« Avec environ 2 500 à 3 000 nouveaux cas par an en France, les cancers pédiatriques restent rares (1). Représentant seulement 1 % des cancers, ils ont néanmoins progressé de 18 % en 15 ans, souligne la Dr Birgit Geoerger (Gustave Roussy, Villejuif). Ils touchent surtout les petits, la moitié des cas survenant avant l'âge de cinq ans. Enfin, ils présentent des caractéristiques biologiques bien différentes de ceux de l'adulte et sont très divers. On en dénombre en effet 60 types, dont environ 10 % sont liés à une prédisposition génétique identifiée ». Malgré tout, certains types prédominent : les leucémies, les tumeurs du système nerveux central et les lymphomes. « Les traitements, en général très lourds, sont toutefois associés à un taux important de guérison, autour de 80 % chez l'enfant. Et depuis peu, au-delà de la chimiothérapie-chirurgie-radiothérapie, des traitements ciblés, voire l'immunothérapie, ont une place chez certains patients en échec de traitement », explique la Dr Geoerger.

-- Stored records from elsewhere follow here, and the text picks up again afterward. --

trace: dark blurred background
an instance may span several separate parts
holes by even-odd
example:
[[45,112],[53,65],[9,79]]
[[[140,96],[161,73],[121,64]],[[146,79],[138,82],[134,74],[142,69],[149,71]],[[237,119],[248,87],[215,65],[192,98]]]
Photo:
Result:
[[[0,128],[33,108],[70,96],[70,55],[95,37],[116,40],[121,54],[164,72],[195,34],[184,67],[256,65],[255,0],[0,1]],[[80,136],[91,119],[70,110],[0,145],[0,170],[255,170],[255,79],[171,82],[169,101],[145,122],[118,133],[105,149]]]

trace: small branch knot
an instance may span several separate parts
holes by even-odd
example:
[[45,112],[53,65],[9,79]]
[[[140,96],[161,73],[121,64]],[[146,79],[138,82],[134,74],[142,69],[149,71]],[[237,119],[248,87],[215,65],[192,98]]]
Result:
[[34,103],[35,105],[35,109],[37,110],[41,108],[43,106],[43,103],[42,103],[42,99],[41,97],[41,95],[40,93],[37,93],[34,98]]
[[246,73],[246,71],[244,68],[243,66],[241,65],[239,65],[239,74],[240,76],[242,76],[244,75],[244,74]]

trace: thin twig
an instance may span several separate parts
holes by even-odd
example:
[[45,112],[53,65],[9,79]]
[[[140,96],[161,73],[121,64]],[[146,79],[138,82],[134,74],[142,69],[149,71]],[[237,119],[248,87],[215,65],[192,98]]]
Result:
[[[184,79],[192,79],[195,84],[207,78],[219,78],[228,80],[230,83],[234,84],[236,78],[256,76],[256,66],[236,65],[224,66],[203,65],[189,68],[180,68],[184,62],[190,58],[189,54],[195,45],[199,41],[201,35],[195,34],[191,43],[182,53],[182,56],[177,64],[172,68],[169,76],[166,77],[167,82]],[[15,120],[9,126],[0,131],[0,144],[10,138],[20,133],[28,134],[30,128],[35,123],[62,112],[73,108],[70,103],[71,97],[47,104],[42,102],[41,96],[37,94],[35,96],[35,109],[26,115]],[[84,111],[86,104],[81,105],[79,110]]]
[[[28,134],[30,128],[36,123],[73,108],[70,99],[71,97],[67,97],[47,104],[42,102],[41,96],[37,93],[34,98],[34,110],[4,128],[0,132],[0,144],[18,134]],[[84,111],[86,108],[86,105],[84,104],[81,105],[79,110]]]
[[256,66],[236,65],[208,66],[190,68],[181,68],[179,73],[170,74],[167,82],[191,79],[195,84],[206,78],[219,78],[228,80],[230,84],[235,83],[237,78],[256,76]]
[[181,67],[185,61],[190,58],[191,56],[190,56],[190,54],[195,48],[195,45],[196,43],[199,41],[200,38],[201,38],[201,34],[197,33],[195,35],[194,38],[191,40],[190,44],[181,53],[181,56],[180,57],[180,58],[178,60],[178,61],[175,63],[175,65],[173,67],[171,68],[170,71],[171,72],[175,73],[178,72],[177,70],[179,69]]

Percée des thérapies novatrices
Depuis 2007, les industriels développant un médicament chez l'adulte doivent aussi le faire chez l'enfant. « Cette règle a largement changé la donne ces dernières années en accélérant l'accès aux thérapies innovantes, avec à la clé plusieurs autorisations de mise sur le marché (AMM) en oncopédiatrie », constate la Dr Geoerger. C'est le cas de l'immunothérapie par pembrolizumab agréée chez l'enfant de plus de 10 ans, comme chez l'adulte, dans la maladie de Hodgkin. Il en est de même pour le larotrectinib, un inhibiteur NTRK utilisé dans les tumeurs cancéreuses avec fusion NTRK, retrouvées dans divers cancers pédiatriques et plus fréquemment dans les sarcomes du nourrisson. Il est désormais indiqué en cas d'échec à la chimiothérapie, sans limite d'âge. Il peut aussi être utilisé dans les 1 à 2 % de tumeurs cérébrales infantiles avec fusion NTRK. Par ailleurs, il existe quelques traitements uniquement agréés en pédiatrie, comme l’immunothérapie anti-GD2 indiquée dans le neuroblastome pédiatrique, avec une activité remarquable.
Peu de tumeurs concernées
« Les thérapies par CAR-T cells sont arrivées en pédiatrie, ajoute la Dr Geoerger. On y a recours dans certains sous types de leucémies en échec de traitement, soit quelques cas par an ». Il existe aussi des thérapies ciblées administrées chez un très petit nombre de patients, comme un inhibiteur de ALK donnant des réponses spectaculaires dans un lymphome particulier.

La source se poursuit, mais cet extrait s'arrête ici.